Mais le mari imposé est un mélange d'homme et de créature mythique, le renard (Kitsune), et cela nous permet de nous plonger totalement dans le folklore shintoïste japonais qui honore les animaux, objets, pierre, arbre..méconnus des kikou nipponophile.
L'exploration est assez bien exploitée et chaque objet ou décor ou documents vous plongera un peu plus dans l'ambiance, je reprocherais seulement que le centre ville d'Ebisugaoka (ses magasins, restaurant, habitants) soit si peu usité, en effet le jeu vous fera surtout explorer des lieux qui se trouvent en périphérie du village (maisons isolées collèges rizières etc), le cœur de ville étant toujours rushé à chacun de nos passages.
Le jeu vous demandera de refaire ce chemin de croix plusieurs fois pour comprendre totalement la psyché de Hinako qui va devoir prendre son destin en main en passant par plusieurs étapes comme le rejet, l'acceptation, etc...sans trop vous en dévoiler. C'est passionnant à suivre, très crédible, très documenté, et le jeu parvient totalement à fusionner la mythologie Silent Hill à cette nouvelle culture, à ce nouveau décor. D'ailleurs à ce propos, la rouille du monde démoniaque des Silent Hill classique laissent place à la beauté contrastée des fleurs de lycoris rouges, écarlatse, empoisonnées. La fleur symbolisant beaucoup de chose dans le jeu.

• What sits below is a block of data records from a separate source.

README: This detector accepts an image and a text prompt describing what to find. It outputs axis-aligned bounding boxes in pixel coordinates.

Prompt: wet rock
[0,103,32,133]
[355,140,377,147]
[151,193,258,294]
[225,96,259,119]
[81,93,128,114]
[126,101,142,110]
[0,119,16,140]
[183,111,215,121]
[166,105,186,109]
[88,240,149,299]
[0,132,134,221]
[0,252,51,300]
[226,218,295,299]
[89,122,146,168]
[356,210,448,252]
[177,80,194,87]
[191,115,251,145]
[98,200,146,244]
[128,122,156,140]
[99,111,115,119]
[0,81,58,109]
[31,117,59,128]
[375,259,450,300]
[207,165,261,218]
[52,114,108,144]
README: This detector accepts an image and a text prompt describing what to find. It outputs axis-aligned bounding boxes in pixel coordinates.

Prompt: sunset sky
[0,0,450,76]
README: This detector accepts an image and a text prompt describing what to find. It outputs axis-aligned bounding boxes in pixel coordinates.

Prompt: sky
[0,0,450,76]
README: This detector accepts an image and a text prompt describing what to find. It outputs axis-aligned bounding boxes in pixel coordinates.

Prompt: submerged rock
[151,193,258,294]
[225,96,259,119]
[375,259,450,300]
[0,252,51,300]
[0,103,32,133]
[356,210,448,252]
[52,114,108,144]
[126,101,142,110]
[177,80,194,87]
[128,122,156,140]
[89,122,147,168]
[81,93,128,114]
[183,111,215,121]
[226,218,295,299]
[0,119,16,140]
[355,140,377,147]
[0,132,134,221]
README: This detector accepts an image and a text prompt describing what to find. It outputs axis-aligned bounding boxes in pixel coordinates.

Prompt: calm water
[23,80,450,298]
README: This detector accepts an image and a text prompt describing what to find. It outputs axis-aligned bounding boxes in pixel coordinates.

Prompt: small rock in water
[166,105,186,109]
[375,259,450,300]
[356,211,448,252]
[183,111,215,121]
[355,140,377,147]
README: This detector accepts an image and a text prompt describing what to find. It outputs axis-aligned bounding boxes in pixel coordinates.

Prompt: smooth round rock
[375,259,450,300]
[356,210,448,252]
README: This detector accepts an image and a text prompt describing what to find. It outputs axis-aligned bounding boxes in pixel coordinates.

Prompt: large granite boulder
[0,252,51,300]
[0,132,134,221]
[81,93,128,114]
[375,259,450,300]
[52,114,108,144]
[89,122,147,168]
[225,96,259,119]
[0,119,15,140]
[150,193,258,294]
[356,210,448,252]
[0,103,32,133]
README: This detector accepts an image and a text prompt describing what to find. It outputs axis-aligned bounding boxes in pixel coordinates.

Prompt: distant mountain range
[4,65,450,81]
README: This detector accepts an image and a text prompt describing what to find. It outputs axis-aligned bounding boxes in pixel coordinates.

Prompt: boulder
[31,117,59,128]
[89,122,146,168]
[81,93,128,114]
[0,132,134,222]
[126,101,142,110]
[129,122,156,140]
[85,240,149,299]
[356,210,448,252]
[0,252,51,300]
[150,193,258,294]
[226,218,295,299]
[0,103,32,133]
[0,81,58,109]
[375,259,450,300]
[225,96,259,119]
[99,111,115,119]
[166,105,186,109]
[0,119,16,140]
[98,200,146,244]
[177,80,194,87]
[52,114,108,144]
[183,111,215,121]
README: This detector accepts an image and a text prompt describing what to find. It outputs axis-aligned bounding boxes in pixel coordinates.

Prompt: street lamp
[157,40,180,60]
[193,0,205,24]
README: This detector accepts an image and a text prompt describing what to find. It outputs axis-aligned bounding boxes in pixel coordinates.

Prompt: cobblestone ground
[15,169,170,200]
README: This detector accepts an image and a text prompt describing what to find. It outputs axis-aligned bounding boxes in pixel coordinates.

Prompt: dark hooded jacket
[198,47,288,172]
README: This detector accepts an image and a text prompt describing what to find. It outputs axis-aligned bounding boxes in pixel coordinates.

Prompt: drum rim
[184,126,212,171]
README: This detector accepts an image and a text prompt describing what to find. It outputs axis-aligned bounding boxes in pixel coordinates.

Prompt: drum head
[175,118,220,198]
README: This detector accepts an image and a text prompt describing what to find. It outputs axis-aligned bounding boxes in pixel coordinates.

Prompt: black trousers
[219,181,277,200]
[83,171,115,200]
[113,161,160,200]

On reprochera tout de même un bestiaire en demi teinte, j'ai trouvé les monstres assez peu inspirés et surtout peu nombreux. Heureusement il y a des boss plutôt "sympathiques" qui amèneront un peu de challenge et de diversité dans les combats. Le jeu étant assez court, il se refait quatre fois sans soucis, sachant que vos runs seront toujours un peu différentes en fonction des fins que vous essayez de compléter. Même certaines cinématiques changeront légèrement, les documents que vous récupérerez tout le long de votre partie changeront aussi, vous dévoilant progressivement toutes l'histoire de Ebisugaoka (le village perdu), de Hinako et de sa bandes d'"amis".
Silent Hill F est donc un jeu d'ambiance incroyable, très joli au demeurant, bénéficiant d'un très beau cadre et graphismes, de la bourgade japonaise perdue dans la montagne aux temples shinto, le sound design est également parfait, avec des pistes lancinantes, grinçantes, se servant parfaitement de l'héritage de la musique "Gagaku". Mais attention, ce n'est pas un jeu amusant, fun à jouer, c'est un Silent Hill dans son jus, lourd, rigide, sans armes à feu, avec des ennemis imprévisibles, des jump scars plus ou moins contrôlés (avec cette caméra et ce lock incertains). C'est presque une œuvre d'art retranscrite en jeu vidéo qui vous invite à vous glisser dans la peau d'une étudiante japonaise de campagne des années 60, seule face à sa condition, son destin, ses choix, ses doutes, ses peurs...se payant le luxe d'ouvrir la voix pour les futures épisodes car il ne faut pas oublier l'aspect mercantile.